## Strings

In [113]:
text_string = 'Hi there'
print(text_string)

Hi there


In [120]:
type(text_string)

str

In [114]:
print(text_string[0])

H


In [116]:
text_string[1]

'i'

In [118]:
text_string[0:3]

'Hi '

In [119]:
text_string[3:]

'there'

## Reading in files

The first step is to read in the files containing the data. Common file types for text data are: 
* `.txt`
* `.csv`
* `.json`
* `.html` 
* `.xml`

Each file format requires specific Python tools or methods to read, but for our case, we'll be working with .txt files.

#### Reading in `.txt` files

Python has built-in support for reading in `.txt` files.

First let's take a look at the first file in our directory of State of the Union addresses (`/sotu_text`):

In [19]:
#create a new variable called file1 and read ("r") the first file in the sotu_text folder
file1 = open("sotu_text/001.txt","r") 

In [121]:
#but when we print the variable, it's not yet in a text string
type(file1)

_io.TextIOWrapper

In [21]:
#save the text string in the file1 object to a new variable called "text" using .read())
text = file1.read()

In [123]:
print(text[0:150])



 To the Senate and House of Representatives: 

Since the convening of Congress one year ago the nation has undergone a prostration in business and i


## Tokenization

Once we've read in the data, our next step is often to split it into words. This step is referred to as "tokenization". That's because each occurrence of a word is called a "token". Each distinct word used is called a word "type". So the word type "the" may correspond to multiple tokens of "the" in a text.

#### Tokenizing by whitespace

In [76]:
tokens = text.split()
tokens

In [77]:
type(tokens)

list

In [78]:
tokens[0]

'To'

In [80]:
tokens[0:10]

['To',
 'the',
 'Senate',
 'and',
 'House',
 'of',
 'Representatives:',
 'Since',
 'the',
 'convening']

In [83]:
tokens[-10:]

['will',
 'be',
 'forwarded',
 'to',
 'Congress',
 'without',
 'delay.',
 'U.',
 'S.',
 'GRANT']

## Sentence segmentation

Sentence segmentation involves identifying the boundaries of sentences.

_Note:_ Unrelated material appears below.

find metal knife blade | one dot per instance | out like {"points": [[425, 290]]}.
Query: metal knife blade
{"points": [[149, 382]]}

#### Sentence segmentation by splitting on punctuation

In [105]:
sentences = text.split('.')
sentences[0]

'\n\n To the Senate and House of Representatives: \n\nSince the convening of Congress one year ago the nation has undergone a prostration in business and industries such as has not been witnessed with us for many years'

In [106]:
sentences[27]

' But admitting that these two classes of citizens are to be benefited by expansion, would it be honest to give it? Would not the general loss be too great to justify such relief? Would it not be just as honest and prudent to authorize each debtor to issue his own legal-tenders to the extent of his liabilities? Than to do this, would it not be safer, for fear of overissues by unscrupulous creditors, to say that all debt obligations are obliterated in the United States, and now we commence anew, each possessing all he has at the time free from incumbrance? These propositions are too absurd to be entertained for a moment by thinking or honest people'

## Regular Expressions
We could improve on this by using regular expressions. They'll allow us to split strings based on a number of characters.

In [90]:
import re

In [92]:
boundary_pattern = r'[.?!]'
sentences_re = re.split(boundary_pattern, text)

In [107]:
sentences_re[27]

' But admitting that these two classes of citizens are to be benefited by expansion, would it be honest to give it'

## Strip whitespace

This is an extremely common step. It's simple to perform and nicely pre-packaged in Python. It's particularly common for user-generated text (think survey forms).

In [126]:
string = " Hi there! "
string

' Hi there! '

In [127]:
string.strip()

'Hi there!'

In [131]:
text[0:250]

'\n\n To the Senate and House of Representatives: \n\nSince the convening of Congress one year ago the nation has undergone a prostration in business and industries such as has not been witnessed with us for many years. Speculation as to the causes for th'

In [132]:
# we can remove whitespace at the beginning and end of a string using .strip()
stripped_text = text.strip()
stripped_text[0:250]

'To the Senate and House of Representatives: \n\nSince the convening of Congress one year ago the nation has undergone a prostration in business and industries such as has not been witnessed with us for many years. Speculation as to the causes for this '

In [134]:
# or we can use regular expressions to remove whitespace throughout the string
whitespace_pattern = r'\s+'
clean_text = re.sub(whitespace_pattern, ' ', text)
clean_text[0:250]

' To the Senate and House of Representatives: Since the convening of Congress one year ago the nation has undergone a prostration in business and industries such as has not been witnessed with us for many years. Speculation as to the causes for this p'

## Text normalization
Text normalization can help us clean our text to fit some standard patterns. One common normalization step is to remove (upper and lower) case from the text.

In [136]:
caps_string = "Hi There! Can you believe it's 2020?"
caps_string.lower()

"hi there! can you believe it's 2020?"

In [174]:
clean_text = clean_text.lower()

In [146]:
# remove digits using regex
digits = r'\d+'
re.sub(digits, '', caps_string)

"Hi There! Can you believe it's ?"

In [147]:
# note that since we didn't assign the changes to the string variable, the changes aren't "saved"
caps_string

"Hi There! Can you believe it's 2020?"

## Removing punctuation

Sometimes you might want to keep only the alphanumeric characters (i.e. the letters and numbers) and ditch the punctuation. Here's how we can do that.


In [154]:
import string
string.punctuation

'!"#$%&\'()*+,-./:;<=>?@[\\]^_`{|}~'

In [155]:
caps_string.strip(string.punctuation)

"Hi There! Can you believe it's 2020"

In [158]:
''.join(word.strip(string.punctuation) for word in caps_string)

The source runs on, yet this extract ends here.